An Overview on Issues of Cross-Cultural Research and Back-Translation
Abstract
There are numerous studies which have been conducted in the field of sport based on an adapted or translated instrument across countries. However, using an adapted or translated instrument does not ensure that the adapted or translated one measures the same constructs as the original one does as a result of the cultural and lingual differences. Therefore, researchers who would like to adapt or translate in instrument from English version into different language version should be cognizant of such potential problems. The purpose of this paper is to provide researchers with an overview of issues regarding the cross-cultural study as well as the adapting or translating an instrument. In addition, the practical guidelines and the possible methods that can detect such problems are also included.
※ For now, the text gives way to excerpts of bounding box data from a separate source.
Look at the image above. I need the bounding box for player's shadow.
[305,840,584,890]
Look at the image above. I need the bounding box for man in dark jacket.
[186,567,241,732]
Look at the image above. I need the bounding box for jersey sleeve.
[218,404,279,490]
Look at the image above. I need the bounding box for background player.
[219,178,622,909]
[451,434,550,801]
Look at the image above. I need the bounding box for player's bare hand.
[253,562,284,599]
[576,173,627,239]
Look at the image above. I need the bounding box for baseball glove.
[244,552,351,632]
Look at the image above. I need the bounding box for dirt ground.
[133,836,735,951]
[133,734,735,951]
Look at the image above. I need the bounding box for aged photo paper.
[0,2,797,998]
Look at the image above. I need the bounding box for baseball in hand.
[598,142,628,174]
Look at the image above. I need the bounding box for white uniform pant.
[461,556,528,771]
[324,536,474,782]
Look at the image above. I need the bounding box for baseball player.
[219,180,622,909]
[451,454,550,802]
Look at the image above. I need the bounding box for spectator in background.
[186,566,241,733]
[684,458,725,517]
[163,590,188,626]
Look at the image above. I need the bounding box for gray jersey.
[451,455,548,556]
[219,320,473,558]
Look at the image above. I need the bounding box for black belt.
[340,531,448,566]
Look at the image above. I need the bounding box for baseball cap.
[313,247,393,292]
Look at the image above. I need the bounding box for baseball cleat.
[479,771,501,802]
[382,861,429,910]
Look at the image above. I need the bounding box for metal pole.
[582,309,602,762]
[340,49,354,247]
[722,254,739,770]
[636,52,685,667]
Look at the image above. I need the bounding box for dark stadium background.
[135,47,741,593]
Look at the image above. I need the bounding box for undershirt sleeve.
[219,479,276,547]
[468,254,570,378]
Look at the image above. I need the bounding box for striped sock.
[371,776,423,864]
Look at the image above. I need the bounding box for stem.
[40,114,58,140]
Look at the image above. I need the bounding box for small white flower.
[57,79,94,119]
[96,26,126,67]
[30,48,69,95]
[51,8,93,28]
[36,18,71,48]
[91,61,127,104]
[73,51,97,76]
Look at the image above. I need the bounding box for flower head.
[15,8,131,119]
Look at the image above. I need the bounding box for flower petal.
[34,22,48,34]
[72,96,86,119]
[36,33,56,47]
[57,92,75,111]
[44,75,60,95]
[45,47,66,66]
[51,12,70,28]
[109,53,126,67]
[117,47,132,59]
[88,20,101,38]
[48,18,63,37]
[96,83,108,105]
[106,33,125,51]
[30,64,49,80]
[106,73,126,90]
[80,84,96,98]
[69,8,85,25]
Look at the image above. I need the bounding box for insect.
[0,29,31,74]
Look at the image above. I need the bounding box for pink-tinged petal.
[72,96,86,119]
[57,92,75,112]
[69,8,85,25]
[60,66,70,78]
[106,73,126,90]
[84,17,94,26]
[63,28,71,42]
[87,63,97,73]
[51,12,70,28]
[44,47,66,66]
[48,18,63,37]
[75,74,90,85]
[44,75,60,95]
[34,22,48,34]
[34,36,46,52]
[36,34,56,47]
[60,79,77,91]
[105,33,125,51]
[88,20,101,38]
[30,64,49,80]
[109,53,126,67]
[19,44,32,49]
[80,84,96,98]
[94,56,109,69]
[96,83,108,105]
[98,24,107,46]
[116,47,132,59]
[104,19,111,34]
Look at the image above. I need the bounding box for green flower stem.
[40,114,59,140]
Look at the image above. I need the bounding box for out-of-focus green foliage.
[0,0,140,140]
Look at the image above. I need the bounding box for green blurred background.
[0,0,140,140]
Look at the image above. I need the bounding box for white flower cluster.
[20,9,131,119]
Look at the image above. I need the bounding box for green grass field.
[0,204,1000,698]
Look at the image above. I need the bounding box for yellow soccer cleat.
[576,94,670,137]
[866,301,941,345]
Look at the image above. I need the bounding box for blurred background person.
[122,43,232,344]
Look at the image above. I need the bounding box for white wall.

Due to the fact that the world is becoming a global village, more and more fields, such as business, public affairs, and research are becoming borderless. The frequent interaction and collaboration in the field of research all over the world result in greater interests in cross-cultural and international research (Sireci & Berberoglu, 2000). Numerous tests and questionnaires developed for the population in the United States have been translated or adapted by many researchers in some non-English countries (Butcher & Garcia, 1978). This phenomenon is also salient in Asian countries, i.e., research instruments translated from English is popular in academics in Taiwan, especially in the area of psychology and sports. Such translations and adaptations seemed to assume that these translated instruments have as satisfactory validity and reliability as the original one does. However, such an assumption could be dangerous due to a variety of factors that could influence the validity of score from an instrument in different cultural settings and languages (Geisinger, 1994; Hambleton, 2001; Van de Vijver & Hambleton, 1996). In addition, some bias including construct bias and item bias could arise when translating or adapting an instrument from another language (Butcher & Garcia, 1978; Van de Vijver & Hambleton, 1996). Under such a circumstance, the validity could be one of the problems causing inaccurate results. Therefore, a more careful examination on these issues is needed when a researcher translates or adapts the existing tests or questionnaires from another language. The purpose of this paper is to examine the potential issues that might be encountered by researchers when they are translating or adapting instruments or tests from another language. Moreover, remedies and practice from existing studies will also be discussed.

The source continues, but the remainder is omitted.